Republicans had their talking points all ready for former Trump campaign chair Paul Manafort’s eight convictions: Please ignore that Donald Trump hired a criminal to run his campaign, because the charges were all for actions before Manafort worked for Trump, and they didn’t have to do with collusion with Russia. Republicans were less ready with the talking points for former Trump personal attorney and fixer Michael Cohen’s guilty plea on separate charges, in which he directly said that he violated elections law under instruction from Trump.
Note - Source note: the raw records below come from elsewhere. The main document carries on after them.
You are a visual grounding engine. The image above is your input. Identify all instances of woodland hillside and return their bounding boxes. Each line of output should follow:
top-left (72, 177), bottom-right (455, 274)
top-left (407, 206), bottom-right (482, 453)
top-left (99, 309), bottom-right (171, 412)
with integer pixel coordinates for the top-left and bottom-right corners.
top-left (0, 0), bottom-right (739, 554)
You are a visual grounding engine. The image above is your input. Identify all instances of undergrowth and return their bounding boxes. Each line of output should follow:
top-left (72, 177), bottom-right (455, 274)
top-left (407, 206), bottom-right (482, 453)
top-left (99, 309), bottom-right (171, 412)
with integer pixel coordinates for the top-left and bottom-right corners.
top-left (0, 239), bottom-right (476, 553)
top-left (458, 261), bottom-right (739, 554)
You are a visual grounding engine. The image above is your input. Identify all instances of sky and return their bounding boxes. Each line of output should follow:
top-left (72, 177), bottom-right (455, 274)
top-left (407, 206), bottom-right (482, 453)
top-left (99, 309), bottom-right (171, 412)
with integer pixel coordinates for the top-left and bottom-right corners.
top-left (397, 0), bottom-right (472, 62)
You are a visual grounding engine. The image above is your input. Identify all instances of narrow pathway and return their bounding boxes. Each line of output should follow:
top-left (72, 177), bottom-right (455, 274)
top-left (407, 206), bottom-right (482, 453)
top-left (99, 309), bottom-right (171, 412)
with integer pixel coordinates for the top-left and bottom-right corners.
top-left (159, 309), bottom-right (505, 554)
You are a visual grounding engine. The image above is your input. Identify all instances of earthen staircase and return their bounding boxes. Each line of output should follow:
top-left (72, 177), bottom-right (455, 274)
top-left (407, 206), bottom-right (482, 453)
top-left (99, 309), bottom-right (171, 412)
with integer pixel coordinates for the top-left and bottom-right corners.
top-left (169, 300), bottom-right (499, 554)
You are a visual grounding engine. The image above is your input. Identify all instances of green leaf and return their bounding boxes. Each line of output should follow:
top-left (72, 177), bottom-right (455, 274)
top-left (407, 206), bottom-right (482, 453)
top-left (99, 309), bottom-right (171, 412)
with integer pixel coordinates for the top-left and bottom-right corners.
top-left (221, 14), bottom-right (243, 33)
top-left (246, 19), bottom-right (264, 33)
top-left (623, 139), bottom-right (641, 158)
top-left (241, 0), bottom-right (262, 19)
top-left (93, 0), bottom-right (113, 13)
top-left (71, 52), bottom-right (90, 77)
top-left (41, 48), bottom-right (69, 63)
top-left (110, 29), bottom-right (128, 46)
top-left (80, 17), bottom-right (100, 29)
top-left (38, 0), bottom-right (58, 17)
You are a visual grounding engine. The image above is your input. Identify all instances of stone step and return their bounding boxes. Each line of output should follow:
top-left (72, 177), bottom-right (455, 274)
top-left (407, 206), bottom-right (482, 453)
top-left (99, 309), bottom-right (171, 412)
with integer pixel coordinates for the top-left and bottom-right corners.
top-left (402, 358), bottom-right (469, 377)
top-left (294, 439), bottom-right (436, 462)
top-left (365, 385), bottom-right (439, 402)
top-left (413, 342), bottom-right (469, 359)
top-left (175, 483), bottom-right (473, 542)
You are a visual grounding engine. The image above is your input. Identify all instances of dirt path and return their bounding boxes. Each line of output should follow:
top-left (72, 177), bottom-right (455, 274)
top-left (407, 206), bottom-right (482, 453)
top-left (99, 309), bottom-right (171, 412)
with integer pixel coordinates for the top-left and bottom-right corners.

But Sens. Lindsey Graham (R-SC) and John Cornyn (R-TX) gave it a shot by trying to wedge Cohen into their Manafort talking points: hey, paying off Stormy Daniels and Karen McDougal to influence the election and then lying about it doesn’t have anything to do with Russia. Graham went so far as to say that “the thing that will hurt the president the most is if, in fact, his campaign did coordinate with a foreign government like Russia. Anything short of that is probably going to fall into partisan camps.” Having other people illegally pay hush money to women Trump had affairs with in order to keep unflattering stories from coming out before an election … eh, just a partisan concern. Having Trump’s former campaign chair, deputy campaign chair/high-ranking transition official, national security adviser, campaign foreign policy adviser, and personal lawyer all plead guilty to or be convicted of crimes … let’s just not mention that.
For their part, House Speaker Paul Ryan and Senate Majority Leader Mitch McConnell were lying low. Ryan even tried a variation on his usual “I haven’t heard about that” response to bad Trump news:
Aides to Speaker Paul D. Ryan, Republican of Wisconsin, said Mr. Ryan was “aware of Mr. Cohen’s guilty plea to these serious charges” but would wait for more information to comment further. Senator Mitch McConnell, Republican of Kentucky and the majority leader, said nothing publicly.
Most Republicans took the Ryan/McConnell route: they stayed out of sight and they stayed quiet. They know this isn’t good, even if the vast majority of congressional Republicans remain loyal to and afraid of Trump enough to dutifully recite the talking points if they’re absolutely forced to do so.